I didn’t want to upset them or weird them out by admitting that I missed her, or sharing memories from when she was alive. Because of this I felt that my grief was something bad that I shouldn’t talk about. I bottled it up, and made a lot of bad decisions because of that. Even to this day I haven’t had counselling or therapy to help me deal with it, though I went through the initial process at the end of last year before I moved away. I shouldn’t have been the one who felt bad or guilty when I was the one going through the hurt. It’s taken me a couple of years to realise that, and for others it could be even longer. I have a friend whose Mum died when they were younger. Almost 10 years on, after suffering a mental breakdown they finally went to the GP and were diagnosed with post traumatic stress disorder and referred for intensive counselling. They’d felt like they had to hold it in for so long that it caused serious mental and physical damage. It’s not ok.
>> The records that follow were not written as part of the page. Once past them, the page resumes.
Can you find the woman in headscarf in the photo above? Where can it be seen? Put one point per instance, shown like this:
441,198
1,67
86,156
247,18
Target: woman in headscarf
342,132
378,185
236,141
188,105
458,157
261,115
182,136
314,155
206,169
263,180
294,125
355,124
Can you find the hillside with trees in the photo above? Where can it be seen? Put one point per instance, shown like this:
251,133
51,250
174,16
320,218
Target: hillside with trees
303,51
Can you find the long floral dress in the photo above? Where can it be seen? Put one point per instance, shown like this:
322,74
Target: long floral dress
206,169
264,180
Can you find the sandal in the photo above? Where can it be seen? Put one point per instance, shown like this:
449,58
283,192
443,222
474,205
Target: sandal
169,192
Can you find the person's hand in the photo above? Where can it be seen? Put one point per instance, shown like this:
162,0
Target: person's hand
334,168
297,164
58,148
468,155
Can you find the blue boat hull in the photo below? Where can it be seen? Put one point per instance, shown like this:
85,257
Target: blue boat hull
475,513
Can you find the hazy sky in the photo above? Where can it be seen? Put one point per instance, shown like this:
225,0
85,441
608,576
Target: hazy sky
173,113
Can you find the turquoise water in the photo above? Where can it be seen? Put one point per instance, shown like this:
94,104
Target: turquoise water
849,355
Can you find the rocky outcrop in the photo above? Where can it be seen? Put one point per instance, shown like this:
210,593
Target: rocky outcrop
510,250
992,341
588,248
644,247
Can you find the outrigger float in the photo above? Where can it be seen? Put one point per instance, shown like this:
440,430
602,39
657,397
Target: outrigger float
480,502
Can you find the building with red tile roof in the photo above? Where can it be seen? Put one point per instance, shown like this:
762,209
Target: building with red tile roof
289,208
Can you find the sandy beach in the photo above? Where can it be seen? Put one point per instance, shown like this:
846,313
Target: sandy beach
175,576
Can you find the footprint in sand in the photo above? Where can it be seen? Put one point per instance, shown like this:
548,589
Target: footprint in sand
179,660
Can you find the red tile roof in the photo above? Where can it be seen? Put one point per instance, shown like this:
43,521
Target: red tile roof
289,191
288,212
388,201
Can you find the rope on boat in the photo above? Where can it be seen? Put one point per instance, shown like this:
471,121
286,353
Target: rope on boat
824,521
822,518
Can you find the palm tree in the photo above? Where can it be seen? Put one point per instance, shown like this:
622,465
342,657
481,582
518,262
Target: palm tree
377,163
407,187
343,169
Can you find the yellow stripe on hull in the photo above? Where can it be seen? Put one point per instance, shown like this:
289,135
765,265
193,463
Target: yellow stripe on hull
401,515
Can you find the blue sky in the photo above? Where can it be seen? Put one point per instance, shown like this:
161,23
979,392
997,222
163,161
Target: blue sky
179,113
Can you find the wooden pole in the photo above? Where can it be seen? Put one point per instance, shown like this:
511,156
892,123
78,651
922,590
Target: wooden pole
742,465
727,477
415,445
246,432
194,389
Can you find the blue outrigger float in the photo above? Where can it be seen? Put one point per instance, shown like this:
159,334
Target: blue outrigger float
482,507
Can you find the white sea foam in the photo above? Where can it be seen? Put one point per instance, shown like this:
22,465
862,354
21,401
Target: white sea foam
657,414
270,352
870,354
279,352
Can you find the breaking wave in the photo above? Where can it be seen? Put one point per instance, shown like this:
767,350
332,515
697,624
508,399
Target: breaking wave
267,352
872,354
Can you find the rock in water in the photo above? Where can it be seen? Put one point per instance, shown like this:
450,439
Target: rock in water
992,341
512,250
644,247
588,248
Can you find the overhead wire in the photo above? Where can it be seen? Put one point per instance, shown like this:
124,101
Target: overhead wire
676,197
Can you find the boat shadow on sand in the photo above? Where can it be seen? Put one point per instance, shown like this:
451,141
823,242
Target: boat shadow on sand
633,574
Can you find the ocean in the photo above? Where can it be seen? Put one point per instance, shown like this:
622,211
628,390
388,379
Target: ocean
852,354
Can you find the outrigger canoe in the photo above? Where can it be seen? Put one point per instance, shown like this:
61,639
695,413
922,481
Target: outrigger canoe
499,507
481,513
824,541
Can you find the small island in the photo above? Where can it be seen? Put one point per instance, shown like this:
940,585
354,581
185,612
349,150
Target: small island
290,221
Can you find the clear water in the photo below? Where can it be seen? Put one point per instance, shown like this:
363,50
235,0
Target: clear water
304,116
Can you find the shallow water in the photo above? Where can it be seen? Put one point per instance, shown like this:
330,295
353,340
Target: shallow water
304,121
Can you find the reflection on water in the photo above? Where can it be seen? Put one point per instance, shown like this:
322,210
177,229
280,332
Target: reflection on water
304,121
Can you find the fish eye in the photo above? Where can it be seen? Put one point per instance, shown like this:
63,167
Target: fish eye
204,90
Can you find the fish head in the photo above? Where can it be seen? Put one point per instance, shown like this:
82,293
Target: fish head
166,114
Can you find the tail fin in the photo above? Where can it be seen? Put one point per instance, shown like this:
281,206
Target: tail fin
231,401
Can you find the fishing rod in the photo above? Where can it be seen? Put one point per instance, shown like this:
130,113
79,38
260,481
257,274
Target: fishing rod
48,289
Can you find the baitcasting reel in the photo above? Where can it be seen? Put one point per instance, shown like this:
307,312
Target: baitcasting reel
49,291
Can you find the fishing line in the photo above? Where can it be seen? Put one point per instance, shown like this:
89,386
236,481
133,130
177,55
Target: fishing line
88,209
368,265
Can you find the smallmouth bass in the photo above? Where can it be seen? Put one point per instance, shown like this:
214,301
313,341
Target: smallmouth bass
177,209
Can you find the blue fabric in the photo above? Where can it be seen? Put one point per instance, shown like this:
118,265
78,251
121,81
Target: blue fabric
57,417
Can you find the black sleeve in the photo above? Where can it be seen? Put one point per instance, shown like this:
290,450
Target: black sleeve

The entire reason I started my blog, long before I realised it, is that I needed a place to talk about my grief.
I could pour my heart out onto the screen and didn’t feel guilty for sharing with the virtual world in the same way I did face to face. In fact, real world me at that time was using it as a defense mechanism. I’d go out to the student union, get a bit drunk and then proceed to tell almost anyone I talked to that my Mum had died. It was an easy way to get them to back off. I felt like I was too much of a mess for anyone to be my friend, so I pushed everyone away before they could do it to me. This blog was the place where I could actually talk about my feelings, though to be honest for a long time I still held back. This month since re-branding and refocusing I’ve been making a conscious effort to be real, honest, and open with you all (if anyone is even reading!)
If you are going through grief, please know that you’re not alone.
I know my experience will be different to yours, but I’ve probably had some similar thoughts and feelings. I’ve felt sad on Mother’s Day, and weird around Christmas time. I’ve cried randomly when something reminded me of her. I’ve laughed at a dark joke about the whole thing, because she would have found it funny. It’s ok to laugh. It’s ok to be sad. It’s ok to be really angry. What’s not ok is feeling like you have to keep it all hidden and appear ‘fine’. So let’s create a space where you can talk about it.
Every day is the chance for a fresh start, the rest of your life hasn’t been written yet.